SMEs unclear on inheritance tax relief

SMEs unclear on inheritance tax relief

SME leaders face renewed succession questions after inheritance tax changes. Flagstone research suggests many owners do not know whether their business qualifies for valuable Business Relief protections.


Only 14% of SME leaders whose businesses were modelled as fully eligible for Business Relief correctly identified that they qualified, according to new research highlighting widespread confusion around inheritance tax succession planning.

The research from savings platform Flagstone surveyed 500 SME owners, company directors, and C-level executives to assess their understanding of Business Relief and the rule changes introduced in April 2026.

Business Relief allows qualifying business assets to be passed on with reduced or no inheritance tax liability. From April 2026, 100% relief is capped at £2.5m for qualifying business or agricultural property. Assets above that threshold may qualify for 50% relief, meaning heirs may face inheritance tax on value above the cap.

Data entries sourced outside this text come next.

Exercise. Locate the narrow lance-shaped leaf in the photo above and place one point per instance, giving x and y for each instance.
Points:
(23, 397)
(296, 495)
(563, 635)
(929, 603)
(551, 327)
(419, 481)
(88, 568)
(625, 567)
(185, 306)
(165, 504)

Flagstone’s findings suggest that many SME leaders do not have a clear view of whether their company qualifies. Among the 327 SMEs modelled as fully eligible for Business Relief, only 14% correctly identified that their business qualified. A further 44% of respondents said they did not know whether their business qualified at all.

Uncertainty also runs through the qualifying criteria. When asked which criteria typically qualify a business for Business Relief, 42% of respondents said they did not know. The most common misconception was that family-run businesses automatically qualify, selected by 21% of respondents. In practice, ownership structure alone does not determine eligibility. Qualification depends on how the business trades and the nature of its assets.

Katie Horne, savings expert at Flagstone, said: “Business Relief is one of the most valuable Inheritance Tax protections for business owners, yet our research shows many SMEs are unsure whether they qualify or may be working from assumptions that don’t reflect the latest rules.

“Family businesses may want to review their succession plans, as under the new Inheritance Tax rules heirs could face unexpected tax burdens.

“Tools like an Inheritance Tax calculator, alongside guidance from a financial adviser, can help SME leaders better understand potential liabilities and plan ahead.”

The survey exposed several specific misunderstandings. Eleven per cent of respondents believed any business owned for more than two years automatically qualifies for Business Relief. While the two-year ownership requirement is necessary, the business must also be a trading business. Ten per cent believed business assets worth more than £2.5m still receive full relief, while 8% believed investment holding companies qualify and 7% believed property letting businesses qualify. Investment businesses and property letting businesses are excluded from Business Relief.

The consequences can be substantial because succession planning often requires long lead times. Decisions about ownership transfer, share structures, trusts, gifts, and family governance cannot be made effectively if leaders misunderstand the tax exposure attached to passing on a business.

Family-owned companies may be especially exposed where most wealth is tied up in trading shares rather than liquid assets. If heirs face an unexpected inheritance tax liability, they may need to draw funds from the business, sell shares, borrow, or restructure ownership at a difficult moment. In some cases, tax uncertainty can affect investment decisions before succession takes place.

The findings also expose a wider governance weakness inside many owner-managed companies. Trading performance, cash flow, recruitment, customer growth, and day-to-day operations often absorb management attention, while succession planning remains informal. That leaves companies vulnerable when tax rules change or when leadership transitions arrive suddenly through illness, death, retirement, or family disagreement.

Financial advisers, accountants, and lawyers are likely to see increased demand as business owners reassess their position under the new regime. Awareness remains uneven, however. Some leaders may be relying on assumptions formed under old rules, while others may be unaware that they qualify for relief that could materially reduce succession risk.

The new inheritance tax environment does not remove Business Relief, but it makes planning more complex for businesses above the threshold. SME leaders now need clarity on whether the business qualifies, which assets are included, what value may fall above the cap, and how succession plans would operate under current rules. Without that work, families may make ownership decisions without understanding the tax exposure created by the transfer.